Another of the group’s posters, which are prominent in Dublin city centre and other parts of the country, carries the message: “Lisbon, It’ll Cost You – More Tax: Less Power”.

Cóir’s name and address is included on the posters in small print that is not visible from a few feet away.

It is an offence under the 1992 Electoral Act to post such a notice without the name and address of the publisher, but the relevant section makes no reference to the size of the print.

Asked why the lettering was so small, Mr Schittl said the campaign had been seeking to “emphasise the message”.

“We don’t want to deceive people,” he said. “Also our information is available on our website [www.lisbonvote.com] and in our leaflets.”

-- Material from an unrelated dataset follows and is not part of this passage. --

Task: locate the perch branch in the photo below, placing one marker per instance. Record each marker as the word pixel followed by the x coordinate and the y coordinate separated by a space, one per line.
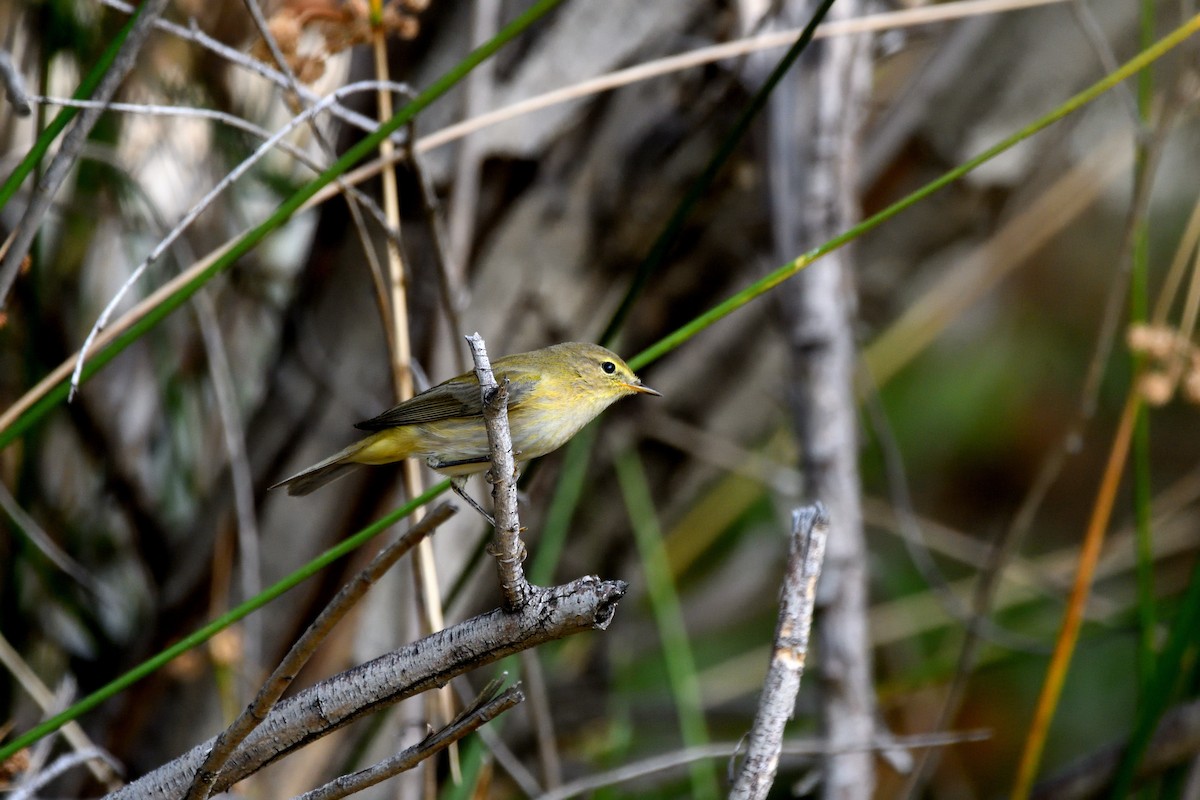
pixel 507 546
pixel 583 605
pixel 298 656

He said the posters, for example those portraying the monkeys, were meant to be “eye-catching and funny,” but at the same time reflect how “serious” the treaty was for Ireland.

Cóir was criticised last month by members of the Oireachtas Committee on European Affairs after it emerged it had distributed leaflets in churches and households claiming the Lisbon Treaty could change Irish laws on issues such as abortion, euthanasia and prostitution.

In a statement yesterday, the Labour Party said Cóir shared an office on Capel Street with “ultra-right-wing, fundamentalist” organisations such as Youth Defence and the Pro-Life Alliance.

The building was also the registered address of the Mother and Child campaign during the 2002 Nice referendum.

Mr Schittl confirmed this but said the statement was a “diversion tactic” by those involved in the Yes campaign.

“They don’t want to talk about the Lisbon Treaty and how it replaces the Irish Constitution with a new EU constitution. So it’s all a deflection,” he said.

He said some people involved in the other groups mentioned by Labour “would have been involved in Cóir at the beginning, and would have shared the same ideological background”, as they were “people concerned with life or sovereignty issues”.

He said Cóir did not “vet” individuals involved in its campaign and there was “no conspiracy”.

Labour Party Lisbon referendum campaign director Joe Costello TD claimed the Cóir posters were “some of the most deliberately misleading posters to have appeared advocating a No vote”.

Referring to the “ultra-right-wing” groups based in the same office as Cóir, he claimed:“Many of these people have been associated with opposition to every development in the European Union and every single social reform in this country.

“The same people brought us the ‘Hello Divorce: Goodbye Daddy’ poster in 1996, which is typical of the misleading and alarmist tactics they specialise in.”

He said that judging by the number of posters appearing, Cóir appeared to have “vast sums of money” at its disposal. He was challenging it to disclose the source of funding for its campaign.

A spokeswoman for the pro-treaty Irish Alliance for Europe, which also has a poster with slightly larger, but difficult-to-see details, said she believed its lettering was the “normal size”.